Note that I still allocated the memory on a separate line, because the problem with making multiple allocations on the same line as you make the function call still exists. One of them may still throw, and then you've leaked memory.
Smart pointers are generally the absolute minimum you need to handle memory management.
But often, the nice solution is to write your own RAII class.
className should be allocated on the stack, and in its constructor, make what allocations with new are necessary. And in its destructor, it should free that memory. This way, you're guaranteed that no memory leaks will occur, and you can make the function call as simple as this:
functionCall(className(initializers));
The C++ standard library works like this. std::vector is one example. You'd never allocate a vector with new. You allocate it on the stack, and let it deal with its memory allocations internally.
Yes, as long as you deallocate the memory inside the function. But by no means this is a best practice for C++.
It depends.
This passes "ownership" of the memory to functionCAll(). It will either need to free the object or save the pointer so that it can be freed later. Passing the ownership of raw pointers like this is one of the easiest ways to build memory issues into your code -- either leaks or double deletes.

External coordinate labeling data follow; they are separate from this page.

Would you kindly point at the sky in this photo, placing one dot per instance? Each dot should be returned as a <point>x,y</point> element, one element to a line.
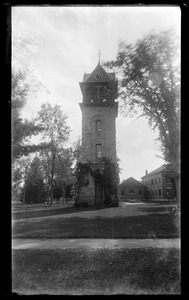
<point>58,44</point>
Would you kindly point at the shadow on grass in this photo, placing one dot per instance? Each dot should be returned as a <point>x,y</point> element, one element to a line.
<point>58,211</point>
<point>129,271</point>
<point>143,226</point>
<point>156,209</point>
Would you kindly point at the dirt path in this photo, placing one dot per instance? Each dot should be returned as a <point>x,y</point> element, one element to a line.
<point>94,243</point>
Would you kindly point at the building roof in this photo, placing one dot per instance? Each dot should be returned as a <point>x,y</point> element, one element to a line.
<point>131,182</point>
<point>103,75</point>
<point>158,170</point>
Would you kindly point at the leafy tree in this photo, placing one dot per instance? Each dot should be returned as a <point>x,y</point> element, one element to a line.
<point>34,188</point>
<point>55,133</point>
<point>149,80</point>
<point>21,129</point>
<point>21,170</point>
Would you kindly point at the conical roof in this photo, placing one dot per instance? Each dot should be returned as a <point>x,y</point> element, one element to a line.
<point>98,75</point>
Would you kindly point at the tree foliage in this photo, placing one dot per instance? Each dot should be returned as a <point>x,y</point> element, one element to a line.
<point>55,134</point>
<point>157,54</point>
<point>22,130</point>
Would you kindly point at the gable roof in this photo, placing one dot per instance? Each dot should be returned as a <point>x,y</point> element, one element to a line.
<point>106,77</point>
<point>158,170</point>
<point>131,182</point>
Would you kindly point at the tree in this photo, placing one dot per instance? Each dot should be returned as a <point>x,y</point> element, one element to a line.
<point>149,80</point>
<point>55,133</point>
<point>21,129</point>
<point>34,188</point>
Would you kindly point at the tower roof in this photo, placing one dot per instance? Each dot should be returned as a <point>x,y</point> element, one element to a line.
<point>98,75</point>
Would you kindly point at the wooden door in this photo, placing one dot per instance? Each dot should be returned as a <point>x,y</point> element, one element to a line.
<point>98,194</point>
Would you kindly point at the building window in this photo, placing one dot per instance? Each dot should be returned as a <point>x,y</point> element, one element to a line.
<point>168,180</point>
<point>98,126</point>
<point>98,150</point>
<point>131,191</point>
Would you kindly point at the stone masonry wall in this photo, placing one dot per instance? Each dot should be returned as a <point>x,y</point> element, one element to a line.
<point>107,137</point>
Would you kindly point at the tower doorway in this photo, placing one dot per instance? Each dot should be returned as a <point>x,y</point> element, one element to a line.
<point>98,194</point>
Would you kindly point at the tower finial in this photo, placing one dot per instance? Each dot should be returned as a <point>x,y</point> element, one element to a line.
<point>99,55</point>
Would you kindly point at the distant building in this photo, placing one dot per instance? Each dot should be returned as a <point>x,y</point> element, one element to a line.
<point>132,189</point>
<point>158,183</point>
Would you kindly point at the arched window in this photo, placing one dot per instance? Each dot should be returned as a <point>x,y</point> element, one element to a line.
<point>98,126</point>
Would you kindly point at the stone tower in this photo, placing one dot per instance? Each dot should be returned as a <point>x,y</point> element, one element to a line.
<point>99,112</point>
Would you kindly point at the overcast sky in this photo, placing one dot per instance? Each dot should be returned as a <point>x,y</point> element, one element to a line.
<point>58,44</point>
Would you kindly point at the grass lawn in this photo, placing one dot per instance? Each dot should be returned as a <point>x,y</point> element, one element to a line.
<point>146,220</point>
<point>102,271</point>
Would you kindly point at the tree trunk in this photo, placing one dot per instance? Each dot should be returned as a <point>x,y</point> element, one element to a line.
<point>24,194</point>
<point>52,179</point>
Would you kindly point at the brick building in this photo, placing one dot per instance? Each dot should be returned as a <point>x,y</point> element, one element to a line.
<point>99,112</point>
<point>159,184</point>
<point>132,189</point>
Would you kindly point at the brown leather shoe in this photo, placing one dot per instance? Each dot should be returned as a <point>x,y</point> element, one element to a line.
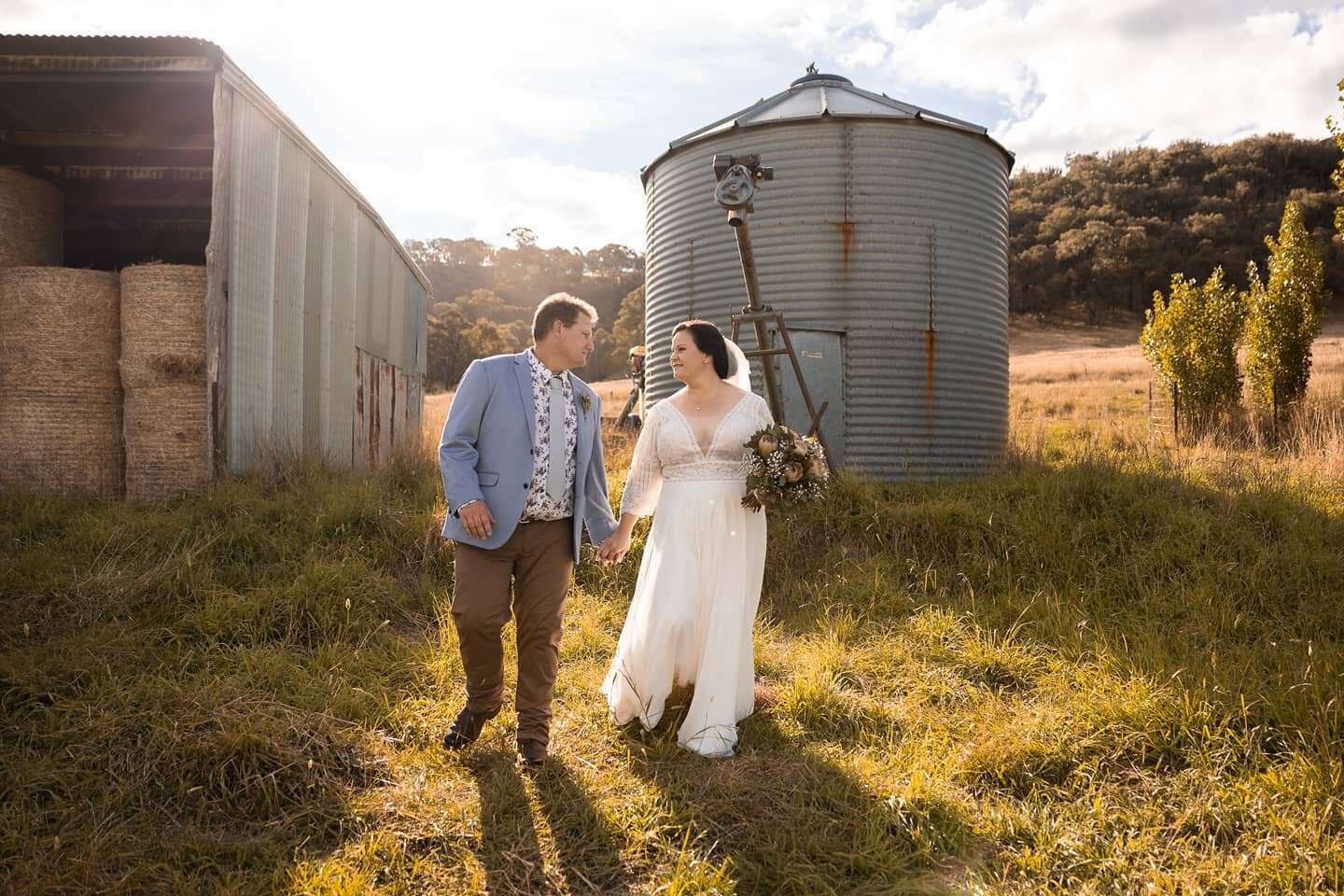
<point>531,752</point>
<point>467,728</point>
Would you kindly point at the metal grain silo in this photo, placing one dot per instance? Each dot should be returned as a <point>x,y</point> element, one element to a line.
<point>883,239</point>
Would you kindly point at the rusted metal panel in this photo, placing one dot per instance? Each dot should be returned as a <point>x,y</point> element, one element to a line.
<point>386,409</point>
<point>891,231</point>
<point>341,422</point>
<point>359,448</point>
<point>402,422</point>
<point>217,275</point>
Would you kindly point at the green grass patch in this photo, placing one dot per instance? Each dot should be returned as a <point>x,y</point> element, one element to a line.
<point>1087,673</point>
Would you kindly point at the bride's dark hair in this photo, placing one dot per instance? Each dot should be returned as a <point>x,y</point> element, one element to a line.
<point>710,342</point>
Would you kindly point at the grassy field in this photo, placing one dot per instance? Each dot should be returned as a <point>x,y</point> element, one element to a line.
<point>1112,666</point>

In C++ we would not create the memory dynamically like that.
Instead you would create a temporary stack object.
You only need to create a heap object via new if you want the lifetime of the object to be greater than the call to the function. In this case you can use new in conjunction with a smart pointer (see other answers for an example).
// No need for new or memory management just do this
functionCall(className(initializers));
// This assumes you can change the functionCall to somthing like this.
functionCall(className const& param)
{
<< Do Stuff >>
}
If you want to pass a non const reference then do it like this:
calssName tmp(initializers);
functionCall(tmp);
functionCall(className& param)
{
<< Do Stuff >>
}
It is safe if the function that you are calling has acceptance-of-ownership semantics. I don't recall a time where I needed this, so I would consider it unusual.
If the function works this way, it should take its argument as a smart pointer object so that the intent is clea; i.e.
void functionCall(std::auto_ptr<className> ptr);
rather than
void functionCall(className* ptr);
This makes the transfer of ownership explicit, and the calling function will dispose of the memory pointed to by ptr when execution of the function falls out of scope.
This will work for objects created on the stack, but not a regular pointer in C++.
An auto pointer maybe able to handle it, but I haven't messed with them enough to know.
In general, no, unless you want to leak memory. In fact, in most cases, this won't work, since the result of
new T();
in C++ is a T*, not a T (in C#, new T() returns a T).
Have a look at Smart Pointers or A garbage collector for C and C++.